Tennyson once posited something about spring and a young man’s fancy. As my own thoughts turn to spring, however, I am reminded of industry events such as the annual meeting and conference of the International Institute of Ammonia Refrigeration. (Learn more about IIAR’s meeting in our show preview, which begins on page 40.) Depending on where you live, March also is a month when warmer temperatures return, a harbinger of the hot and humid season to come — and a season of increased demand on industrial refrigeration systems. Fortunately, the technical content in this issue can help you prepare for the ammonia refrigeration challenges you may face.
In “Mitigating Risks in Industrial Ammonia Refrigeration Installations,” Hernan Hidalgo and Jim Hower of Baltimore-based Danfoss Industrial Refrigeration look at refrigeration system designs that limit the ammonia charge. Widely known technologies such as electronic direct expansion (DX) systems, cascade systems using a secondary cooling medium and low charge, compact packaged ammonia refrigeration systems present opportunities to reduce the ammonia charge while meeting cooling demand. Being able to expand cooling and storage capacity while limiting or even reducing the ammonia load is an attractive option to processors requiring industrial refrigeration systems.
Of course, those familiar with ammonia refrigeration regulations know that facilities with an ammonia threshold of more than 10,000 lb must comply with OSHA’s PSM standard. The regulation promulgated by the Occupational Health and Safety Administration comprises a 14-point plan intended to help ensure safe operation of industrial ammonia refrigeration systems. Key to complying with the PSM regulation is effective record-keeping, and in “How to Keep an Updated and Accurate PSM Program,” Christine Shelley of Jacksonville, Fla.-based Stellar Integrated Solutions explores digital PSM record-keeping and how it can help plants create and maintain PSM paperwork.

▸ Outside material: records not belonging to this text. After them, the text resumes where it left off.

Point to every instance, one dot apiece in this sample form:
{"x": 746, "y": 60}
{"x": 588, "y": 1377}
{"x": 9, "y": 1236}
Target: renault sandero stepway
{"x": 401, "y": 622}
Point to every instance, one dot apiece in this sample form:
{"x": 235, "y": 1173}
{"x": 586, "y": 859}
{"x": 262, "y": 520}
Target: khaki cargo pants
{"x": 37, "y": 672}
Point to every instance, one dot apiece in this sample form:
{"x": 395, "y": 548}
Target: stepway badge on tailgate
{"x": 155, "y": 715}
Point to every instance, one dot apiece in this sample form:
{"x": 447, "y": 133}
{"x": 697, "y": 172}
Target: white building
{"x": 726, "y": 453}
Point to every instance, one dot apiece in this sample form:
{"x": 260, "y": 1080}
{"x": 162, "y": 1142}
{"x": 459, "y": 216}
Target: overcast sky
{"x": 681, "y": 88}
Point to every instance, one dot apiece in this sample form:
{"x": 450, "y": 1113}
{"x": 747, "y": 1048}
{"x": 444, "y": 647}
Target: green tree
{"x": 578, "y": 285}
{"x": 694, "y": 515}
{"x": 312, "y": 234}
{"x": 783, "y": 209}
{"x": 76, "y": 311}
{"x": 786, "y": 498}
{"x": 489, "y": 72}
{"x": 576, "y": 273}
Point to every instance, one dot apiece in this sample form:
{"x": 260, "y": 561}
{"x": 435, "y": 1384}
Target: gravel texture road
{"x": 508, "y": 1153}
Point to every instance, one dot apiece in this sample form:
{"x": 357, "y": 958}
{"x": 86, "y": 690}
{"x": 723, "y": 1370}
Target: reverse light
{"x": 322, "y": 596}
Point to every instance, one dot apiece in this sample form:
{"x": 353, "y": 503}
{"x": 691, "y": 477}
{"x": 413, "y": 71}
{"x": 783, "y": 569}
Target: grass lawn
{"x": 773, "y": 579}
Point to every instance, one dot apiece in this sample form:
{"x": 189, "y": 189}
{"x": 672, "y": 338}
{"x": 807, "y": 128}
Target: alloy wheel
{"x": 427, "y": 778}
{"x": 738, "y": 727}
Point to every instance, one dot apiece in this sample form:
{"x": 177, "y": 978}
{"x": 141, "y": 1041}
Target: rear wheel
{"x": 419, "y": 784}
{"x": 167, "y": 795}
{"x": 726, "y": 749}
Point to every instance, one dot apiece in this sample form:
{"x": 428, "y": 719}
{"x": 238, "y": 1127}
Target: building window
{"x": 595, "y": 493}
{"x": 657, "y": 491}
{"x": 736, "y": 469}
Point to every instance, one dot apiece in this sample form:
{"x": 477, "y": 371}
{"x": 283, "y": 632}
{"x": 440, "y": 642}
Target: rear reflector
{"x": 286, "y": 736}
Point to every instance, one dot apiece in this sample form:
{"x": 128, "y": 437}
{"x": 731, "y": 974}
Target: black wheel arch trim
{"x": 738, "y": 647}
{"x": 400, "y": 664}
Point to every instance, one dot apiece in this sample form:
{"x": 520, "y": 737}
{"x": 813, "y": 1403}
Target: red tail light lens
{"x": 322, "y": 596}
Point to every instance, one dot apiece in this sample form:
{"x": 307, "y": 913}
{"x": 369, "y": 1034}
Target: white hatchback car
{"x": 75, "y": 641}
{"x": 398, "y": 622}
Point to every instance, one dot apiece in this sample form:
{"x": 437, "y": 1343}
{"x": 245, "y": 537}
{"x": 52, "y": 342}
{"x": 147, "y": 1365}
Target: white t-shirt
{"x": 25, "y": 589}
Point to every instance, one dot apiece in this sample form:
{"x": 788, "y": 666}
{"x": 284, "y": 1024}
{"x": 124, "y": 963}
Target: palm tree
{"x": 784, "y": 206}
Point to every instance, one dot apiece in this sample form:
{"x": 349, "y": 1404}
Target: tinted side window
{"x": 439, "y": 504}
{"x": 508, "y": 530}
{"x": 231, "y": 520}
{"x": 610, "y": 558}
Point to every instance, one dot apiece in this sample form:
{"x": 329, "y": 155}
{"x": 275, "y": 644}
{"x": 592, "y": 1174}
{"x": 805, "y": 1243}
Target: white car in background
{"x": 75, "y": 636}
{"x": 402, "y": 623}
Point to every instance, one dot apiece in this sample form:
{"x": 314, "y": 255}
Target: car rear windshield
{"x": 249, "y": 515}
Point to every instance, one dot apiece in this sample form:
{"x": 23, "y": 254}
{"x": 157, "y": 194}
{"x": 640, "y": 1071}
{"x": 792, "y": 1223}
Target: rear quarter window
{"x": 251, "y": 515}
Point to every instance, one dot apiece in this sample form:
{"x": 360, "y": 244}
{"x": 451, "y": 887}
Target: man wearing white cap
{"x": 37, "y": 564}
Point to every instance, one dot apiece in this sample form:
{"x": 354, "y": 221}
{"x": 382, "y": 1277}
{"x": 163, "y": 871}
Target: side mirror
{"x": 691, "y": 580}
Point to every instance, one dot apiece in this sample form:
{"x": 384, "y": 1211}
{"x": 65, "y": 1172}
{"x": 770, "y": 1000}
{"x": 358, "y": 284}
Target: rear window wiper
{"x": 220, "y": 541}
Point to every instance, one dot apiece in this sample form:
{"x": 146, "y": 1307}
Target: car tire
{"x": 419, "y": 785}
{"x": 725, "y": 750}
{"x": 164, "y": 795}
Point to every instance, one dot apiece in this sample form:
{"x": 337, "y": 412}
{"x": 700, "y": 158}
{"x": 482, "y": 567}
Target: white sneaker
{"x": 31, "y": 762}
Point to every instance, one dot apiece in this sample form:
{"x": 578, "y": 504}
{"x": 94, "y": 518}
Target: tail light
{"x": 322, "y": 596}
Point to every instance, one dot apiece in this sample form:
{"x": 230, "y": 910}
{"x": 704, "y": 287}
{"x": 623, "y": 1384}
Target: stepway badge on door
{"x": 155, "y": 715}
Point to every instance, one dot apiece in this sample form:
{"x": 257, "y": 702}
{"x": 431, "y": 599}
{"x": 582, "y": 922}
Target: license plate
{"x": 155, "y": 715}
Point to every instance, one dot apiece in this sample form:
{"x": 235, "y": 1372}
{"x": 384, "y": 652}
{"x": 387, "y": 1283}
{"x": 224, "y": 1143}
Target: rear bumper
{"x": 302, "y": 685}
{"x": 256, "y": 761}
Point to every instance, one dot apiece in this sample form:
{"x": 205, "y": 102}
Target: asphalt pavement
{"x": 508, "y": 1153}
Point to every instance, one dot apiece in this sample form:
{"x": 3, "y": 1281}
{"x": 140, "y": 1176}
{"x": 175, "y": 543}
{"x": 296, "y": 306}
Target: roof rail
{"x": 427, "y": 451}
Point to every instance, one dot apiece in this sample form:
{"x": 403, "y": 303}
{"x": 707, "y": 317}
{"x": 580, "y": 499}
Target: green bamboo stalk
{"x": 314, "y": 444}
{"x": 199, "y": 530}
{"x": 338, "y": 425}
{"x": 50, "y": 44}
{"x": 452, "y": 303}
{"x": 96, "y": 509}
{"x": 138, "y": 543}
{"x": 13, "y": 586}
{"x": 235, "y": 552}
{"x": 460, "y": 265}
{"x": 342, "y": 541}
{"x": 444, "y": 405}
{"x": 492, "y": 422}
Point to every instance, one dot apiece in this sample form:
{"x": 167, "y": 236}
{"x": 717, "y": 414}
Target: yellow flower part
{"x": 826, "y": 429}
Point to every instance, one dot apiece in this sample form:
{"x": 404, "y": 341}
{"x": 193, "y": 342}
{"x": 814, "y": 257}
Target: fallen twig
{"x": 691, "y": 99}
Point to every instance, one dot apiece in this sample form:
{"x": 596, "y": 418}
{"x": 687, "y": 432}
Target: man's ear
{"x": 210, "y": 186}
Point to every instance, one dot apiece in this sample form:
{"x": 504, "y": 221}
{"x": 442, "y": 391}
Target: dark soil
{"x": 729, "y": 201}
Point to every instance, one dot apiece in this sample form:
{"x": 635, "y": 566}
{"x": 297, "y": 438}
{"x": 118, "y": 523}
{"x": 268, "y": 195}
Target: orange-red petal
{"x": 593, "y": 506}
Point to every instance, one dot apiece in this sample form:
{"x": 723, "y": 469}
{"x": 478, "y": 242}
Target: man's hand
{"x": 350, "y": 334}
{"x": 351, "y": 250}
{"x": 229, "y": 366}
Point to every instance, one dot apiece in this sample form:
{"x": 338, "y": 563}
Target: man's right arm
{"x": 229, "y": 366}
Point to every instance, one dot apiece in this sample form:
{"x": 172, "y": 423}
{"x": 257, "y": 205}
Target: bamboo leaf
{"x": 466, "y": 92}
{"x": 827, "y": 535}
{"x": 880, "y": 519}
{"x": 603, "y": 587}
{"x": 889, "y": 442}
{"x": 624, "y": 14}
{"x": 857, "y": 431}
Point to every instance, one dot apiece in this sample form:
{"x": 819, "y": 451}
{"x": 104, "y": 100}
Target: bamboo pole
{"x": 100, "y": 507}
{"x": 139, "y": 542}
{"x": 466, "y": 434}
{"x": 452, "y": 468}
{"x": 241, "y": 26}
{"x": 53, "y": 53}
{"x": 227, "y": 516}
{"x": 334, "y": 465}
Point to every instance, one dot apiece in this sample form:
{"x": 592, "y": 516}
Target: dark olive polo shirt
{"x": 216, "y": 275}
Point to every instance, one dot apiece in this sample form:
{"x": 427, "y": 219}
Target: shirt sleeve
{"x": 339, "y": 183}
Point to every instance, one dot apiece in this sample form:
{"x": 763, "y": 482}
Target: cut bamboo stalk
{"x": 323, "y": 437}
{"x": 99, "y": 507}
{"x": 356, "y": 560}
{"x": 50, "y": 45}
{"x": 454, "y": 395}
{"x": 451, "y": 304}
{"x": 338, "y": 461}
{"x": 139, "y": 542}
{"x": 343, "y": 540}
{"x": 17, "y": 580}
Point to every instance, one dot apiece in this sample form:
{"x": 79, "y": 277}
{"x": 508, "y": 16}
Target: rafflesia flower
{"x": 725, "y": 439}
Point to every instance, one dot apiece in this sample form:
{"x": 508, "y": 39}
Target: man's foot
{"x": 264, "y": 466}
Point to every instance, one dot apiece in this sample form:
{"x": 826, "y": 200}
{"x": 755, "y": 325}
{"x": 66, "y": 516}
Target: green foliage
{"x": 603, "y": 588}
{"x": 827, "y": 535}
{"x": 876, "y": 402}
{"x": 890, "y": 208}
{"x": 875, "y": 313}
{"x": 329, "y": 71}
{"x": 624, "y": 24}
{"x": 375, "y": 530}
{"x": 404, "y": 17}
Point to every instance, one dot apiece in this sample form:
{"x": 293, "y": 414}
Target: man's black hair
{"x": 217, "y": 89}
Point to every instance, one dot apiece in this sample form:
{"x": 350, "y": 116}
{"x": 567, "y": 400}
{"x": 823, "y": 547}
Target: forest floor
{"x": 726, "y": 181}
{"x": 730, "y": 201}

Elsewhere in this issue, we have “Optimizing Process Cooling Performance in Water-Scarce Environments” by Danny Blagojevich and Stan Armitage of Nalco, an Ecolab Co., Naperville, Ill. As plants reuse and recycle industrial at a higher rate, these impaired waters can strain the performance of cooling equipment. Adequate process documentation and water treatment logs can help identify system upsets and point the way to optimizing operations.